L’intelligence artificielle (IA) est-elle en passe de remplacer les humains dans certains secteurs d’activités ? La réponse est oui selon Sam Altman. Et cela fonctionne même très bien pour le PDG d’OpenAI. Devant un parterre de représentants de la Réserve fédérale américaine réunis à Washington le 22 juillet dernier, le chef d’entreprise a ainsi vanté la vision aussi futuriste qu’inquiétante qu’ouvre la révolution de l’IA en bouleversant le quotidien que ce soit dans l’emploi, la santé ou la sécurité, rapporte le site Clubic.

«Certaines catégories d’emplois vont, encore une fois, juste totalement, totalement disparaître», a-t-il affirmé devant les banquiers et les économistes, en désignant les métiers du service comme premières victimes. «Maintenant, quand vous appelez, c’est une IA qui répond. C’est comme une personne super intelligente et compétente. Il n’y a pas de serveur vocal, pas de transferts», a-t-il d’abord expliqué. Et d’ajouter : «Elle peut faire tout ce qu’un agent de support client pouvait faire. Elle ne fait pas d’erreurs. Est elle est très rapide. Vous appelez une fois, c’est fait, c’est réglé.»

Un progrès aux multiples dangers

Insistant dans son discours sur l’instantanéité que permet aujourd’hui l’IA en apportant rapidement une réponse et une solution à toute question, Sam Altman a également vanté la supériorité de son outil dans le domaine médical.
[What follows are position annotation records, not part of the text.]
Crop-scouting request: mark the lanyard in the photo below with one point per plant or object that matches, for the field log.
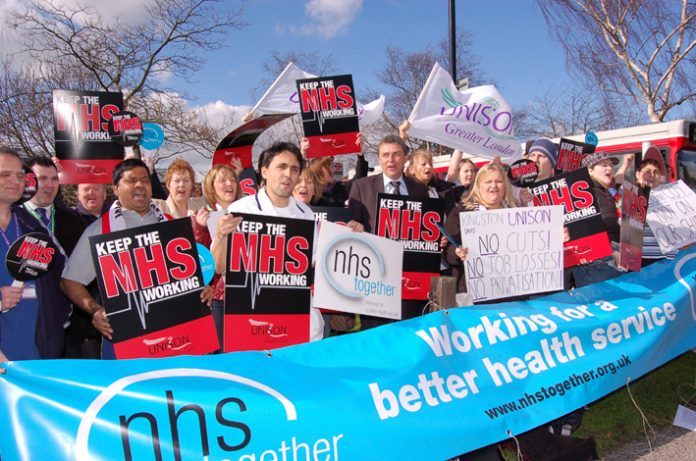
(4, 236)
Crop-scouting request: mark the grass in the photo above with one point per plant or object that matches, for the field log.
(614, 420)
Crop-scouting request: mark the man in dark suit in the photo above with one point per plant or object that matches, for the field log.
(363, 202)
(65, 226)
(363, 194)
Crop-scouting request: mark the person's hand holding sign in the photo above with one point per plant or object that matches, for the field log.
(461, 253)
(11, 295)
(227, 225)
(100, 321)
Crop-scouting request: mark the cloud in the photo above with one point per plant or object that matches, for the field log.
(329, 17)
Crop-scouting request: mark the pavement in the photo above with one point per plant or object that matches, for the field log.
(669, 443)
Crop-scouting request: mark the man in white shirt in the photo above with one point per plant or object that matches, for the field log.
(281, 165)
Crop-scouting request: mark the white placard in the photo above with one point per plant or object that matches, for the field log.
(672, 216)
(513, 251)
(358, 272)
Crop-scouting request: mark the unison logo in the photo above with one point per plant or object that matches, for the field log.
(484, 112)
(175, 412)
(680, 279)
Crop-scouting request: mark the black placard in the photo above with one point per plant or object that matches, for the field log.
(150, 282)
(413, 221)
(31, 256)
(267, 283)
(329, 114)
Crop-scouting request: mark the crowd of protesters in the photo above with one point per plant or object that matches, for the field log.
(60, 314)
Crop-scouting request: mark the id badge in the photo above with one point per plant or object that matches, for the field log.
(29, 290)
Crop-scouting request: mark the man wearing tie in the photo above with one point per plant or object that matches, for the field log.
(65, 226)
(363, 202)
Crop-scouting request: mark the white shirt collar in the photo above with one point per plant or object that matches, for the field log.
(387, 186)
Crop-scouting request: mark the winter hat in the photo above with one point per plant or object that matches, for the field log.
(593, 159)
(546, 147)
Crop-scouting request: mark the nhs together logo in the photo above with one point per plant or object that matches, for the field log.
(354, 266)
(165, 414)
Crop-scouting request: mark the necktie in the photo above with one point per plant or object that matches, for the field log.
(396, 185)
(44, 217)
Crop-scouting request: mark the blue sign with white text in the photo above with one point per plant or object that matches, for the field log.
(462, 377)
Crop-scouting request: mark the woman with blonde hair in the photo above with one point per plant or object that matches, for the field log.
(179, 180)
(307, 189)
(420, 168)
(220, 189)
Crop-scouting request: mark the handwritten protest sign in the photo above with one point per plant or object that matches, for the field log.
(413, 222)
(672, 215)
(150, 281)
(329, 114)
(513, 251)
(267, 283)
(358, 272)
(584, 235)
(82, 141)
(465, 378)
(634, 205)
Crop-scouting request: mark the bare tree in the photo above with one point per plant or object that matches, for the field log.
(564, 112)
(75, 47)
(309, 61)
(406, 72)
(124, 55)
(26, 111)
(636, 49)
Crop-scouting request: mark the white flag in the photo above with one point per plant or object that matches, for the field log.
(477, 121)
(282, 98)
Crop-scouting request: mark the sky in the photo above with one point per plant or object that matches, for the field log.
(510, 37)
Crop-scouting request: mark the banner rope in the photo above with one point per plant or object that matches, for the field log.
(517, 445)
(690, 401)
(645, 420)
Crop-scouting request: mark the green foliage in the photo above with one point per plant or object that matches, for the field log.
(615, 421)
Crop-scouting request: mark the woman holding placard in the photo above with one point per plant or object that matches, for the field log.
(420, 168)
(491, 191)
(179, 180)
(220, 190)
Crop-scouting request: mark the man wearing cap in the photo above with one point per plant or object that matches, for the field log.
(32, 314)
(545, 154)
(601, 165)
(650, 172)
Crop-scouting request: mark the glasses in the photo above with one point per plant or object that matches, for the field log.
(19, 175)
(133, 181)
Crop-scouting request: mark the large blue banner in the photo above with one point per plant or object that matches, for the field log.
(423, 389)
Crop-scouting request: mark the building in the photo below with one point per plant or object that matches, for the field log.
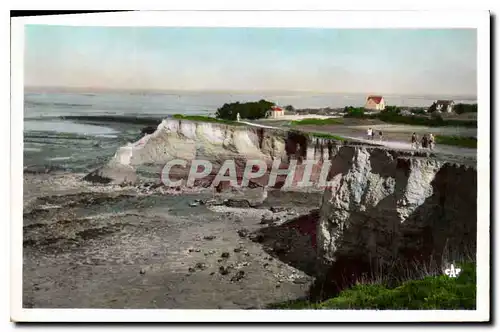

Expliquant que ChatGPT peut, dans la plupart des cas, «fournir un meilleur diagnostic que la plupart des médecins dans le monde», le patron de la tech a pour autant assuré que cet essor de l’IA ne signifie pas la fin du facteur humain dans la médecine. «Les gens vont toujours chez le médecin. Et je ne sais pas, peut-être que je suis un dinosaure ici, mais je ne veux vraiment pas confier mon sort médical à ChatGPT sans médecin humain dans la boucle», a-t-il insisté.

Alors que la prise de parole de l’homme d’affaires intervient dans le même temps que la présentation par Donald Trump de son «AI Action Plan» qui vise à construire aux États-Unis de nouveaux centres de données, ce dernier a toutefois mis en garde contre les dangers de l’IA et ses potentielles «capacités destructrices» qui avancent très vite. Prenant notamment l’exemple de certaines institutions qui acceptent encore l’empreinte vocale comme authentification, grâce aux progrès de l’IA vocale, cette faille pourrait être utilisée à l’avenir par des escrocs capables de recourir à l’IA.